During a recent visit to the vault* of unshared musings, I discovered the pen-sketched framework of what I expound on here. It is common, I’m sure, when examining for the first time in years an artifact of one’s own creation, to be cognizant of a mild and sustained excitement that results from experiencing the fragments of one’s former self that the artifact evokes. Insofar as it possessed this characteristic, the finding of which I write was unremarkable. However, the finding’s timing, in combination with the content of what had been found, did achieve a level of peculiarity that, if inadequate to threaten the reader’s conceptions of reality, at least prompted me to wax curious. Here, then, is the formerly unshared musing.
Consider scenario A, illustrated:
At time T = 0, Prof. 1 begins a sixty minute lecture on topic ‘alpha’, which is received, with varying degrees of enthusiasm, by students ‘a’ through ‘f’. At the conclusion of the lecture, significant overlap will exist between each student’s understanding of topic ‘alpha’, yet, for myriad reasons, none will be the same. For example, small deviations in understanding will exist between the students as a consequence of their having ascribed to any particular portion of the lecture different types of meaning. Define Single Scenario Discrepancy (SSD) as the difference in the understanding of topic ‘alpha’ between any two students ‘a’ through ‘f’ at the conclusion of the lecture.
Next, consider scenario B:
Scenario A never happened. At time T = 0, Prof. 2 begins a sixty minute lecture on topic ‘alpha’, received, as before, by students ‘a’ through ‘f’, where ‘alpha’ corresponds to the same topic as in scenario A and students ‘a’ through ‘f’ likewise correspond to the same students. The only difference between scenarios, then, is that a different Prof. is lecturing, with the implication that the coverage of the topic will be slightly different. Define Double Scenario Discrepancy (DSD) as the difference in the understanding of topic ‘alpha’ between a particular student at the conclusion of the lecture in scenario A and that same student at the conclusion of the lecture in scenario B.
The question is whether it can ever generally be said that SSD is larger than DSD or vice versa.

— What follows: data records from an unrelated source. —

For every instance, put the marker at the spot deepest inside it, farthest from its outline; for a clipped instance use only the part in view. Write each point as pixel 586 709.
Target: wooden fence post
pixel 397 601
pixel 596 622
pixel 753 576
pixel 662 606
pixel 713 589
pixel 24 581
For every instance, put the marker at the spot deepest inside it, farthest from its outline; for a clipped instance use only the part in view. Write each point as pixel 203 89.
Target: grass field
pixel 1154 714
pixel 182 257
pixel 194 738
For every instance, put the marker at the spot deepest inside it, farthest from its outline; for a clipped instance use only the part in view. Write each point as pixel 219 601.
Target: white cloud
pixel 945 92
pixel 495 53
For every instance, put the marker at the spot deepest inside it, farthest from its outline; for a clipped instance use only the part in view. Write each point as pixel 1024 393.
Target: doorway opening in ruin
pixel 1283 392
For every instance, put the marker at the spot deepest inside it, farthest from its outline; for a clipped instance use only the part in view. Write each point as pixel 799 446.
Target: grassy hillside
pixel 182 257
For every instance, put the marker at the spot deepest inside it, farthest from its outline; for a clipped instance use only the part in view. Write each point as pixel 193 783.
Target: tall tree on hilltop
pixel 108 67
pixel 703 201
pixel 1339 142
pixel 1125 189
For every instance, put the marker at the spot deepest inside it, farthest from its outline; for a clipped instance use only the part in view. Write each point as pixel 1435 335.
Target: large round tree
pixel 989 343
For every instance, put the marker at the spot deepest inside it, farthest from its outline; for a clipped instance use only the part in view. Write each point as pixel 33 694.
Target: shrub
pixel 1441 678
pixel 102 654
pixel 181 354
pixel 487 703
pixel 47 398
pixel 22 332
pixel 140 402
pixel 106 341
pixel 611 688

Certainly, if the lectures of Prof. 1 and 2 differ significantly in comparison to the differences between who the students ‘a’ through ‘f’ are as individuals, one would expect DSD to exceed SSD. But in lecture halls across the world, what is typically true?
What makes finding the aforementioned framework, and the framework itself, so curious is that I had no conception of random variables as a mathematical class of entities at the time that I sketched it in pen, yet not only do random variables most assuredly pertain to the scenarios (what I define above as discrepancies are referred to in the language of random variables as variances), they have underpinned the majority of my graduate coursework.
*Through its implication of grandiose impenetrability, the term ‘vault’, I concede, is a misnomer for the top drawer of my bedside nightstand, and was chosen owing to the allure of alliteration.